I just finished my first read-through of the tech note. Here's some initial thoughts - I reserve the right to have more thoughts over the next day or two
Overall, I think it's quite good. Eric asked me to take a look to see how things have evolved, and I can't say that I see much to criticize here, or much that has changed.
I think that the commentary on the alert filtering service was especially interesting. That's a new advantage that I hadn't been aware of.
I think the document should describe what plausible rate limits might be. In particular: 270 full alerts/sec would permit a user to retrieve 10,000 full alerts per 37 seconds - just enough to keep up with the stream. however, if full alerts are 100kB of data, then this would be a hefty bandwidth budget. So there are still tradeoffs to be made in finding that rate limit.
Another way to think about rate limits is that, if we have a 10Gbps bandwidth budget, and full alert payloads are 100kB, then we max out at serving 12,500 full alert payloads per second. Our task is to allocate that 12,500/s. Anything under 270/s per user means they can't keep up, though. We can only fit about 50 users if we want to give them 270/s.
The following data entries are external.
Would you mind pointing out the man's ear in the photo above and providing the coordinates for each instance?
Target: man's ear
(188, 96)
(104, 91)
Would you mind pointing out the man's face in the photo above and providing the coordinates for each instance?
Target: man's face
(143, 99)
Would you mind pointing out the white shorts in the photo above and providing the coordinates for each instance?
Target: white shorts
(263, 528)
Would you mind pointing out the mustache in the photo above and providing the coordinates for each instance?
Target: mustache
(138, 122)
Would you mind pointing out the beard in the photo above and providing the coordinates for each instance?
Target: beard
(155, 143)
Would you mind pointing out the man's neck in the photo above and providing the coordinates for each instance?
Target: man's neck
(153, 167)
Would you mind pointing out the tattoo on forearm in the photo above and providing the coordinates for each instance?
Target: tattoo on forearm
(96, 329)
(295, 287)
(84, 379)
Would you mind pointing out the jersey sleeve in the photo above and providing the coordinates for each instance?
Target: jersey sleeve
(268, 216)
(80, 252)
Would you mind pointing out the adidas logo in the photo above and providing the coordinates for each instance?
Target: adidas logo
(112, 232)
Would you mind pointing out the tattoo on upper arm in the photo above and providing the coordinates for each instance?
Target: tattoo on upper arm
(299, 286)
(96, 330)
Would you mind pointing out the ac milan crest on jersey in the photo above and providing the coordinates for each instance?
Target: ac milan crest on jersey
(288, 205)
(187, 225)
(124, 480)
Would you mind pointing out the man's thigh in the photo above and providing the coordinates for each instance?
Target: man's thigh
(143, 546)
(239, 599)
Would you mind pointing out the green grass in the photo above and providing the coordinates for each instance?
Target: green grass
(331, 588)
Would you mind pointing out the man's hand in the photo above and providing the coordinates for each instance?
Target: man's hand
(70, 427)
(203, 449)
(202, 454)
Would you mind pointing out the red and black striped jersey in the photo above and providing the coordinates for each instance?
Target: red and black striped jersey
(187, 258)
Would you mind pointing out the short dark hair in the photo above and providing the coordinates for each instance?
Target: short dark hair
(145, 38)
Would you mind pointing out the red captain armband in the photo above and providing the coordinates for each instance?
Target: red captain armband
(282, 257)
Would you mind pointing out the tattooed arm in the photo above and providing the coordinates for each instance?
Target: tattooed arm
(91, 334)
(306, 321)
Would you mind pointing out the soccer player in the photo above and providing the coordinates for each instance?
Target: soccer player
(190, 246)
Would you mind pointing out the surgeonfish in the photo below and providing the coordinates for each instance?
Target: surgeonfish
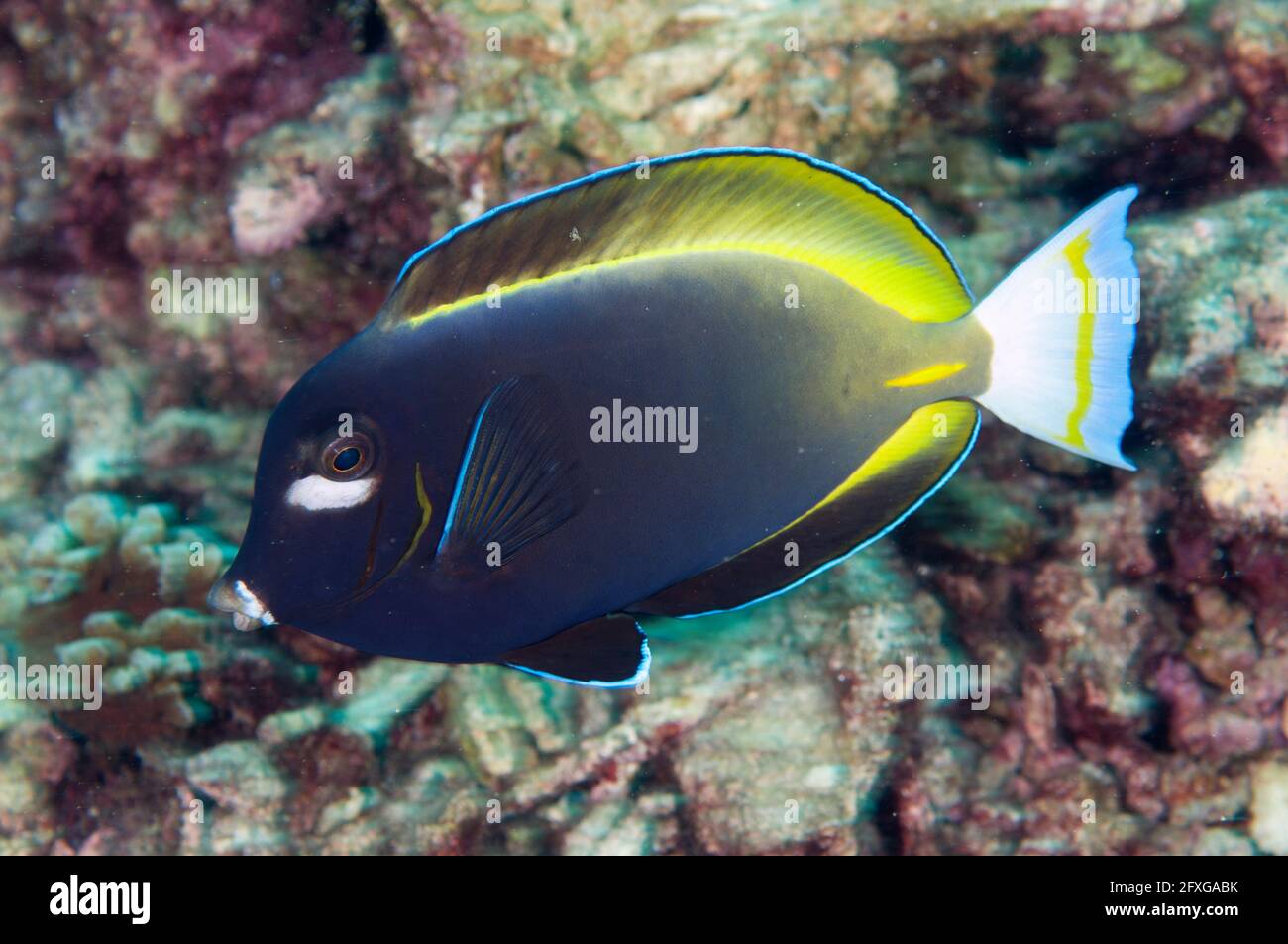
(677, 387)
Okay, separate topic: I feel somewhat daunted by thinking about the identities that actually get rate limited. We could (for example) limit by source IP address, or by API keys which we hand out, or by some other identity. Each of those varies in complexity by quite a bit: source IP rate limits are dead simple, but are easy to evade and don't set bounds on the number of unique IPs that request data. API keys would require an entire service for management (generation, revocation, etc), but should be relatively easy to rate limit on (for example, users might include them as an HTTP header; most HTTP proxies permit rate limits based on HTTP headers.)
The "implementation" section seems totally fine as is; I'm not sure I'd add much to it, but I could add some discussion of rate limits.